Hebert M D, Whittom A A
Department of Biochemistry, 2500 North State Street, The University of Mississippi Medical Center, Jackson, Mississippi 39216-4505, USA.
Cell Mol Life Sci. 2007 Dec;64(23):3034-43. doi: 10.1007/s00018-007-7293-6.
Friedreich ataxia is an autosomal recessive trinucleotide-repeat disease caused by expanded GAA repeats in the first intron of the FRDA gene. These GAA repeats are suspected to form unusual non-B DNA conformations that decrease transcription and subsequently reduce levels of the encoded protein, frataxin.

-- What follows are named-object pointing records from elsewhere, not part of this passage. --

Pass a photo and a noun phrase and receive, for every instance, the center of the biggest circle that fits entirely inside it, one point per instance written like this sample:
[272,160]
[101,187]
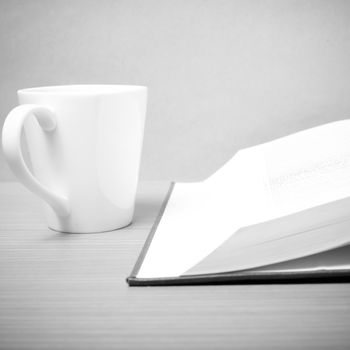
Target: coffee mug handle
[11,143]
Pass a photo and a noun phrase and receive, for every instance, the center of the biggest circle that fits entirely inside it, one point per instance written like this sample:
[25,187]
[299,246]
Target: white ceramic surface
[85,144]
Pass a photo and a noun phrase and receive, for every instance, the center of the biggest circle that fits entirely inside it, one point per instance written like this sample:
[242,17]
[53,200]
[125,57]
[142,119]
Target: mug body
[93,155]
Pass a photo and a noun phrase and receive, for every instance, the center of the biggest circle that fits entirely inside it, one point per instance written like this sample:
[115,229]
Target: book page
[258,184]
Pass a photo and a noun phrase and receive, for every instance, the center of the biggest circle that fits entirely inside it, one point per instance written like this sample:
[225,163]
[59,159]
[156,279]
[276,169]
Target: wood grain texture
[68,291]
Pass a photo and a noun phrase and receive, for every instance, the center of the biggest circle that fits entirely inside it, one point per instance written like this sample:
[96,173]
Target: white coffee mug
[84,143]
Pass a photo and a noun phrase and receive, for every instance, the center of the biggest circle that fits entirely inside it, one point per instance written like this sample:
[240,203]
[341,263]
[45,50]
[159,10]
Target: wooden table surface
[68,291]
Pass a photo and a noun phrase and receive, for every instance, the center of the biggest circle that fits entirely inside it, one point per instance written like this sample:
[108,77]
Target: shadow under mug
[84,144]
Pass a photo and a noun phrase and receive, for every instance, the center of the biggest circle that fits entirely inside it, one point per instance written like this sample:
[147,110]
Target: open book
[276,211]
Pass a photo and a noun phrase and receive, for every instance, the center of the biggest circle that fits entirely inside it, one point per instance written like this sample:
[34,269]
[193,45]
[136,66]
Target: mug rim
[82,89]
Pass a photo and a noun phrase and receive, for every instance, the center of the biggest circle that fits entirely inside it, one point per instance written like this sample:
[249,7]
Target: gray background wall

GAA repeats also induce heterochromatin formation and silencing of the frataxin gene locus. Frataxin plays a crucial role in iron metabolism and detoxification and interacts with electron transport chain proteins. There is no effective therapy for Friedreich ataxia, but antioxidant therapy has shown promise and is currently in clinical trials. In this review we focus on the mechanisms by which expanded GAA repeats reduce transcription and discuss how these findings have lead to gene-based approaches that may be effective in treating Friedreich ataxia.

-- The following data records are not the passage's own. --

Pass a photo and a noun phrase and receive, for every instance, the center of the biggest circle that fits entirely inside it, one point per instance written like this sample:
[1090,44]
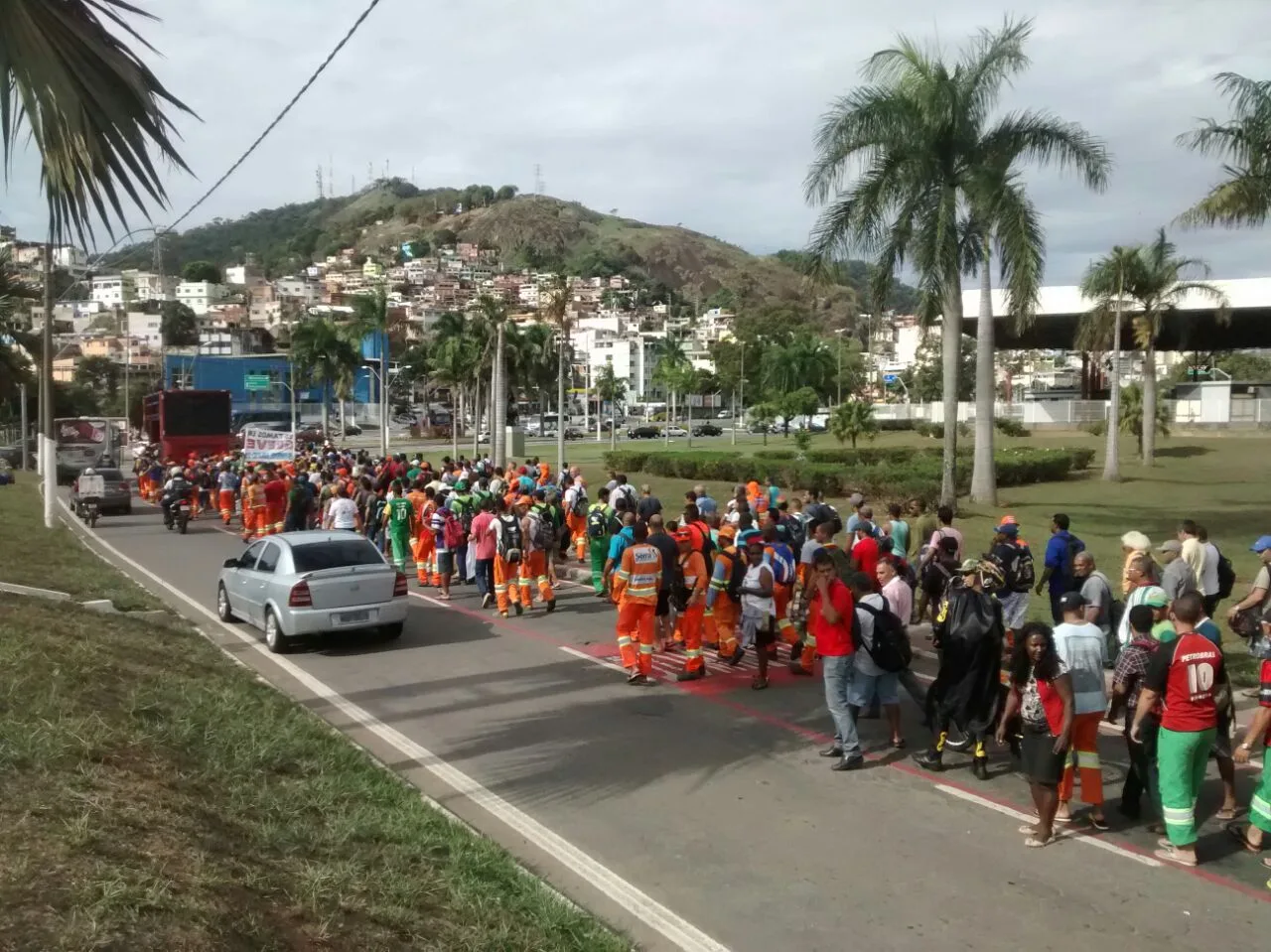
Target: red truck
[189,422]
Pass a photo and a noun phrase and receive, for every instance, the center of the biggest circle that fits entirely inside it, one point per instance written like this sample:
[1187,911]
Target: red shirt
[866,553]
[1186,672]
[275,492]
[833,639]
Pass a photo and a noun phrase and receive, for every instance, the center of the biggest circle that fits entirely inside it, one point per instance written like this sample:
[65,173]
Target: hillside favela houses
[618,318]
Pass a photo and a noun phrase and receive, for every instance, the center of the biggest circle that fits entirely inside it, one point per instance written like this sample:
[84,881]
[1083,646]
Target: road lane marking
[1061,834]
[625,893]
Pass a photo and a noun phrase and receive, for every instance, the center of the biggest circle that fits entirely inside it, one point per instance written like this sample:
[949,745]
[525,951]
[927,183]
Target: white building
[200,295]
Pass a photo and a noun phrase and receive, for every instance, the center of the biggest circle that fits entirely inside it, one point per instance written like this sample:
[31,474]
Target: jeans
[836,671]
[485,576]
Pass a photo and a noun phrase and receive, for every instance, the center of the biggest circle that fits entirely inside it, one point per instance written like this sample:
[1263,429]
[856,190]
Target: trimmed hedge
[880,473]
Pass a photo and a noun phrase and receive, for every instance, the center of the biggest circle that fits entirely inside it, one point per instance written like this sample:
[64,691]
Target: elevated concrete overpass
[1194,327]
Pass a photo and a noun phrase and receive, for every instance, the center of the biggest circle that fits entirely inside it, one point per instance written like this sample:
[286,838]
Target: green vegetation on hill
[529,231]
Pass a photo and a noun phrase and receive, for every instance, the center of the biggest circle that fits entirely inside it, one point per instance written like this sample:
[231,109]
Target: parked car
[118,493]
[305,584]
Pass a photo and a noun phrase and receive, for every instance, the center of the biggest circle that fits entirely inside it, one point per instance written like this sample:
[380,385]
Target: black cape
[970,634]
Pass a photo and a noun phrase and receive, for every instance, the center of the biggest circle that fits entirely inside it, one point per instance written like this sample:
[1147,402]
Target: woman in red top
[1041,693]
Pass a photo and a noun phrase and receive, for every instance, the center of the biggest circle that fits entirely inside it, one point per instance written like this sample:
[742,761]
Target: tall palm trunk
[561,417]
[1112,464]
[1149,406]
[951,343]
[984,479]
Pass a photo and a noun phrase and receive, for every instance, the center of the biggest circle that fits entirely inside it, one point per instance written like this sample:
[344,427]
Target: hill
[534,231]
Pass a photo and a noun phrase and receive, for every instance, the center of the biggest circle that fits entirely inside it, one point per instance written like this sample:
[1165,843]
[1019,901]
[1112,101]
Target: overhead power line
[278,118]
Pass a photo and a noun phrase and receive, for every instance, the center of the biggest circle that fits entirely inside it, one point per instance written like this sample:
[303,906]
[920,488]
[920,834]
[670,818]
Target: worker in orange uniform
[576,513]
[636,584]
[534,563]
[275,503]
[689,624]
[254,510]
[722,607]
[508,552]
[423,545]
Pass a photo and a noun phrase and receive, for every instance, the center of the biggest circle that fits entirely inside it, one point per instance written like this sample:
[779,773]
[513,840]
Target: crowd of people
[764,568]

弗里德赖希共济失调是一种常染色体隐性三核苷酸重复疾病,由FRDA基因第一内含子中GAA重复序列扩增所致。这些GAA重复序列被怀疑形成异常的非B型DNA构象,从而降低转录水平,并随后减少编码蛋白——铁调素的含量。GAA重复序列还会诱导异染色质形成,使铁调素基因位点沉默。铁调素在铁代谢和解毒过程中起关键作用,并与电子传递链蛋白相互作用。目前尚无治疗弗里德赖希共济失调的有效疗法,但抗氧化疗法已显示出前景,目前正处于临床试验阶段。在本综述中,我们重点关注GAA重复序列扩增降低转录的机制,并讨论这些发现如何促成了可能有效治疗弗里德赖希共济失调的基于基因的方法。